He tenido una larga conversación con Eduarda.

Hela aquí.

—Pronto tendremos lluvia —le dije para empezar.

—¿Qué hora es? —me responde.

Después de consultar el sol, contesto:

—Cerca de las cinco.

—¿Y ve usted eso claramente en el sol?

—Sí, como en un reloj.

—Y cuando no hay sol, ¿cómo se las arregla para saberlo?

—Nunca faltan indicios: las mareas, la hierba, que se acuesta sobre el suelo a ciertas horas; el canto de los pájaros, las flores que se abren y cierran, el verde de las hojas, unas veces brillante y otras mate… Además, tengo el sentido de la duración del tiempo y…

—¡Ah! ¿De veras? —me dice de un modo que no sé si es ingenuo o malintencionado.

Temeroso de la lluvia, y no queriendo retenerla por más tiempo en pleno bosque, lejos de su casa, esbozo un signo de despedida; pero ella, sin cuidarse de las nubes, me acosa con un alud de preguntas, acometida de una curiosidad súbita sobre las causas de mi afición a la caza, de mi retiro a la cabaña y de cien particularidades, en las que ni sospechaba se hubiese fijado. La respondo que me limito a matar los bichos necesarios para sustentarme, y que mi perro no se podrá quejar de un trabajo excesivo. Entonces sonríe y se turba, lo que me revela que sus preguntas le han sido dictadas por alguien, y que la franqueza de mi respuesta la desorienta. Esta sumisión a una voluntad ajena reanima en mí la primera simpatía que me inspiró su carita de niña medio huérfana, y al ver sus brazos caídos a lo largo del cuerpo, sin coquetería alguna, pienso en que no tiene madre que la guíe, y me enternezco sin querer.

—No —le digo ya en otro tono—. No me mueve el placer del exterminio, sino la necesidad de vivir, créame. Si me basta para comer hoy un pájaro, tenga la certeza de que no tiraré el segundo tiro. ¿Para qué? Cuando oiga usted sonar mi escopeta, esté segura de que me ha sido imposible dejar de disparar.

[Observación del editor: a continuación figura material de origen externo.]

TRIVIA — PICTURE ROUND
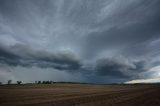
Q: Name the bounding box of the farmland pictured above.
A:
[0,84,160,106]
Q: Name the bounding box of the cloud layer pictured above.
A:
[0,0,160,83]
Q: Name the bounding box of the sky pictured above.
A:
[0,0,160,83]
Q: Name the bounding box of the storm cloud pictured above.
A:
[0,0,160,83]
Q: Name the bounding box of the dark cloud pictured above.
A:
[0,44,81,70]
[0,0,160,82]
[95,56,146,79]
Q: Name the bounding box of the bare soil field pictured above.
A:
[0,84,160,106]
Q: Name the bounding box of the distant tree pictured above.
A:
[17,81,22,84]
[35,81,38,84]
[38,81,41,84]
[8,80,12,85]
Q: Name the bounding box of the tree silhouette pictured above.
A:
[8,80,12,85]
[17,81,22,84]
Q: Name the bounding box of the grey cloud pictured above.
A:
[0,44,81,70]
[0,0,160,82]
[95,56,147,79]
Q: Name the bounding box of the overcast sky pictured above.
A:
[0,0,160,83]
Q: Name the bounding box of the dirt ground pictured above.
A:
[0,84,160,106]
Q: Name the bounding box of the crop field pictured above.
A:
[0,84,160,106]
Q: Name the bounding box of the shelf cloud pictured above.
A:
[0,0,160,83]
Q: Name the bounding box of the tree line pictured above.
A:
[0,80,55,85]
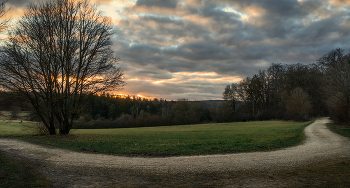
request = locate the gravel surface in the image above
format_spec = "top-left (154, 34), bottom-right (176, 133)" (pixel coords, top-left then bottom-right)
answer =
top-left (0, 118), bottom-right (350, 187)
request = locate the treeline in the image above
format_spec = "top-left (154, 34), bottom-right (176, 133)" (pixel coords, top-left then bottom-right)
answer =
top-left (221, 64), bottom-right (328, 121)
top-left (219, 49), bottom-right (350, 124)
top-left (0, 49), bottom-right (350, 128)
top-left (75, 95), bottom-right (212, 128)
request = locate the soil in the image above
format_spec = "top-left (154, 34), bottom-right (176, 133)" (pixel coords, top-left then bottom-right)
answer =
top-left (0, 118), bottom-right (350, 187)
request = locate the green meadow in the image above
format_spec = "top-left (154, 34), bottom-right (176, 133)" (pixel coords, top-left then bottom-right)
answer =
top-left (0, 121), bottom-right (312, 156)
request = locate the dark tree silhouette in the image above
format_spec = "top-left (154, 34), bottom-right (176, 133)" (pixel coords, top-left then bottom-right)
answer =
top-left (0, 0), bottom-right (124, 134)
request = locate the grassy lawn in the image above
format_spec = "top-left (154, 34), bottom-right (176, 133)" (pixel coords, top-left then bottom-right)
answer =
top-left (0, 121), bottom-right (312, 156)
top-left (327, 123), bottom-right (350, 137)
top-left (0, 153), bottom-right (51, 188)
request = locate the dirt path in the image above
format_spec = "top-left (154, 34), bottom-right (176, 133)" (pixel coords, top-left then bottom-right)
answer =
top-left (0, 118), bottom-right (350, 187)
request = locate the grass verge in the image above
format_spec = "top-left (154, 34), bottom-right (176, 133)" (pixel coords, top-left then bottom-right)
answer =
top-left (327, 123), bottom-right (350, 137)
top-left (0, 121), bottom-right (312, 156)
top-left (0, 153), bottom-right (51, 188)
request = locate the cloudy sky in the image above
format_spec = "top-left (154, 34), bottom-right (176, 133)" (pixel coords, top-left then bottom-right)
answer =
top-left (7, 0), bottom-right (350, 100)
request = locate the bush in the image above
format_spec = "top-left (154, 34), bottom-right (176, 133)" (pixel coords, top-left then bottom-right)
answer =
top-left (286, 88), bottom-right (312, 121)
top-left (328, 93), bottom-right (350, 124)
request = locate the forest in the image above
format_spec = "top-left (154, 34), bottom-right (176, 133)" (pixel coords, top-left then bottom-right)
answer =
top-left (0, 49), bottom-right (350, 128)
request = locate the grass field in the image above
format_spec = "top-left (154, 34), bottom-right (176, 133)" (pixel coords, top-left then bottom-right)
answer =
top-left (0, 153), bottom-right (51, 188)
top-left (0, 121), bottom-right (312, 156)
top-left (327, 123), bottom-right (350, 137)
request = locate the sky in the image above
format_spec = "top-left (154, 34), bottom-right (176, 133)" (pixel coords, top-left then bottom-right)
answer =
top-left (7, 0), bottom-right (350, 100)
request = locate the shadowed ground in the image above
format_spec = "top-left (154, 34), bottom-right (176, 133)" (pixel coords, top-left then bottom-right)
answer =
top-left (0, 118), bottom-right (350, 187)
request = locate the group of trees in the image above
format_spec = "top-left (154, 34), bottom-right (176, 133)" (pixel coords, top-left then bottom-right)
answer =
top-left (0, 0), bottom-right (123, 134)
top-left (75, 95), bottom-right (212, 128)
top-left (223, 49), bottom-right (350, 124)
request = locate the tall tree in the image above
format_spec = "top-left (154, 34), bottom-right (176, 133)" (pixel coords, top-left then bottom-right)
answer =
top-left (0, 0), bottom-right (124, 134)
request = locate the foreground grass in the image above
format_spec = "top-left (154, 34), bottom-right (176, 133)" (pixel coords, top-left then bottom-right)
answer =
top-left (0, 153), bottom-right (51, 188)
top-left (327, 123), bottom-right (350, 137)
top-left (0, 121), bottom-right (312, 156)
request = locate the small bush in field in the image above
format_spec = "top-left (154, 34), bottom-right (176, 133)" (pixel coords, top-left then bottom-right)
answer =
top-left (286, 88), bottom-right (312, 121)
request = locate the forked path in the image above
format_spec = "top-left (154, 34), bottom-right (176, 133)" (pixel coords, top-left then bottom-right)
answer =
top-left (0, 118), bottom-right (350, 172)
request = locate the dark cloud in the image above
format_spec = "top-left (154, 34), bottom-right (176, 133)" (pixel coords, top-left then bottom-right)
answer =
top-left (136, 0), bottom-right (177, 8)
top-left (8, 0), bottom-right (350, 100)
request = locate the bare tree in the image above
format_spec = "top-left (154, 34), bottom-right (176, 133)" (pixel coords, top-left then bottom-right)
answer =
top-left (0, 1), bottom-right (10, 32)
top-left (0, 0), bottom-right (124, 134)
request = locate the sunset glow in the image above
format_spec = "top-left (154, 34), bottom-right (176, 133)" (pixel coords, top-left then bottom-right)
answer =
top-left (4, 0), bottom-right (350, 100)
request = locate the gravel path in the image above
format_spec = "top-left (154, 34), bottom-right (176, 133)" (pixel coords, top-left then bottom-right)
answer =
top-left (0, 118), bottom-right (350, 187)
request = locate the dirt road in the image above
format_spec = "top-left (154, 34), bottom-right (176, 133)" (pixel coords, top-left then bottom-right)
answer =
top-left (0, 118), bottom-right (350, 187)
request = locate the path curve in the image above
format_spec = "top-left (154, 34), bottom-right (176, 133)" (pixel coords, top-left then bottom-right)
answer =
top-left (0, 118), bottom-right (350, 172)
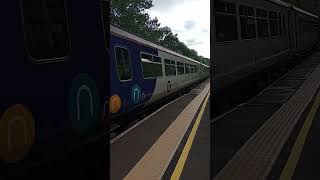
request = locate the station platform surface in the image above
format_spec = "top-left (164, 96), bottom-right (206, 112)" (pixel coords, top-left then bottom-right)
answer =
top-left (110, 80), bottom-right (210, 180)
top-left (210, 52), bottom-right (320, 180)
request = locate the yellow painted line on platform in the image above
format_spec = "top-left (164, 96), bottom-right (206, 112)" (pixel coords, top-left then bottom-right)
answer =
top-left (171, 93), bottom-right (210, 180)
top-left (279, 92), bottom-right (320, 180)
top-left (124, 83), bottom-right (210, 180)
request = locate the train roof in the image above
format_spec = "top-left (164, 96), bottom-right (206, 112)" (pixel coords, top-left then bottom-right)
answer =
top-left (110, 24), bottom-right (209, 67)
top-left (269, 0), bottom-right (319, 18)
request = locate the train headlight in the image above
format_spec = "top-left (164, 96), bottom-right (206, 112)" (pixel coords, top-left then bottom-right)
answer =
top-left (109, 94), bottom-right (121, 113)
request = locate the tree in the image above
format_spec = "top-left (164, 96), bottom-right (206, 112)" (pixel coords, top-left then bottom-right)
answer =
top-left (110, 0), bottom-right (207, 65)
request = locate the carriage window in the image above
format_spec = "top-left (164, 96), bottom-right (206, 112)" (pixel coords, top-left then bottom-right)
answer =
top-left (278, 13), bottom-right (283, 36)
top-left (141, 54), bottom-right (162, 78)
top-left (282, 14), bottom-right (287, 36)
top-left (177, 62), bottom-right (184, 75)
top-left (185, 63), bottom-right (190, 74)
top-left (215, 0), bottom-right (238, 42)
top-left (23, 0), bottom-right (70, 62)
top-left (115, 47), bottom-right (132, 80)
top-left (239, 6), bottom-right (256, 39)
top-left (164, 59), bottom-right (176, 76)
top-left (269, 12), bottom-right (279, 37)
top-left (257, 9), bottom-right (269, 38)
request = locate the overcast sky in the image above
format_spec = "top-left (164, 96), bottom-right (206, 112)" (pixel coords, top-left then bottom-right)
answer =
top-left (148, 0), bottom-right (210, 58)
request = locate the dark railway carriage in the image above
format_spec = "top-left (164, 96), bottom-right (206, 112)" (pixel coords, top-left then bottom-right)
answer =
top-left (0, 0), bottom-right (109, 180)
top-left (211, 0), bottom-right (319, 90)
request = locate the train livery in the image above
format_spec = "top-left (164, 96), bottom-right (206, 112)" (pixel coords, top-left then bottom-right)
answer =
top-left (109, 25), bottom-right (209, 118)
top-left (0, 0), bottom-right (109, 180)
top-left (211, 0), bottom-right (320, 89)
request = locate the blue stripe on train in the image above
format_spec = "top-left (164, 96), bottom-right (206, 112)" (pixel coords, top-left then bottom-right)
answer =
top-left (110, 35), bottom-right (158, 117)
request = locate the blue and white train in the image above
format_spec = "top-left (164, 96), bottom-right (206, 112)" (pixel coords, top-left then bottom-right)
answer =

Le explico el placer puro de vivir en el bosque, haciéndome la ilusión de ser hijo de la Naturaleza. A partir del primero de junio, la caza de conejos y liebres y la caza con liga están prohibidas, y para no infringir la ley ni encarnizarme en pájaros baldíos, me alimento de pesca. Ahora mismo —le digo— estoy esperando que su padre me cumpla la promesa de prestarme una barca… Ya ve que mi afición de cazador es casi pretexto para pasar el día entero en el bosque. ¡Ah, usted ignora el bienestar prístino[4]!, de encontrarse rodeado por la Naturaleza, de comer no rígidamente sentado en una silla, sino tendido en tierra, sin mesa, sin miedo a pasar por chiflado, ¡cuanto el corazón dicta a la boca…! Y a todo este placer de la soledad, unir el de no estar solo en absoluto; el de sentir el alma del bosque manifestarse en una flor, en un susurro, en una brisa… ¿Me comprende siquiera?

—Sí, sí.

Y sintiendo su mirada penetrante en la mía, como si quisiese ir a espolear mi imaginación, continúo:

—¡Si usted supiera cuántas cosas descubro en mis paseos solitarios! En invierno distingo en la nieve las huellas de los pajarillos, siguiéndoles hasta donde batieron las alas, no sin dejarme, por la dirección fácilmente descifrable del vuelo, indicaciones del mejor camino para hallar madrigueras de conejos y liebres. Con ser tan nimio esto que acabo de decirle, ofrece un interés nuevo cada vez… En otoño, el cielo es de noche más fúlgido y se desprenden de él estrellas que ponen en el espacio momentáneas rayas de plata; y al verlas, me digo: «¿Será algún mundo en convulsión, a cuyo despedazamiento asisto, pobre hombre solitario, perdido en otro mundo que acaso se despedace también algún día…?». En verano veo hasta en las hojas más chicas agitarse animales minúsculos: unos carecen de alas y permanecen largas horas inmóviles; viven y mueren sobre la misma hoja en que nacen. ¿Se da cuenta de esta ejemplar maravilla? Infinidad de bichejos, prodigiosamente activos, surgen de todos lados: insectos desconocidos, moscas azules… Pero, ¿no la aburro? Dígamelo con franqueza.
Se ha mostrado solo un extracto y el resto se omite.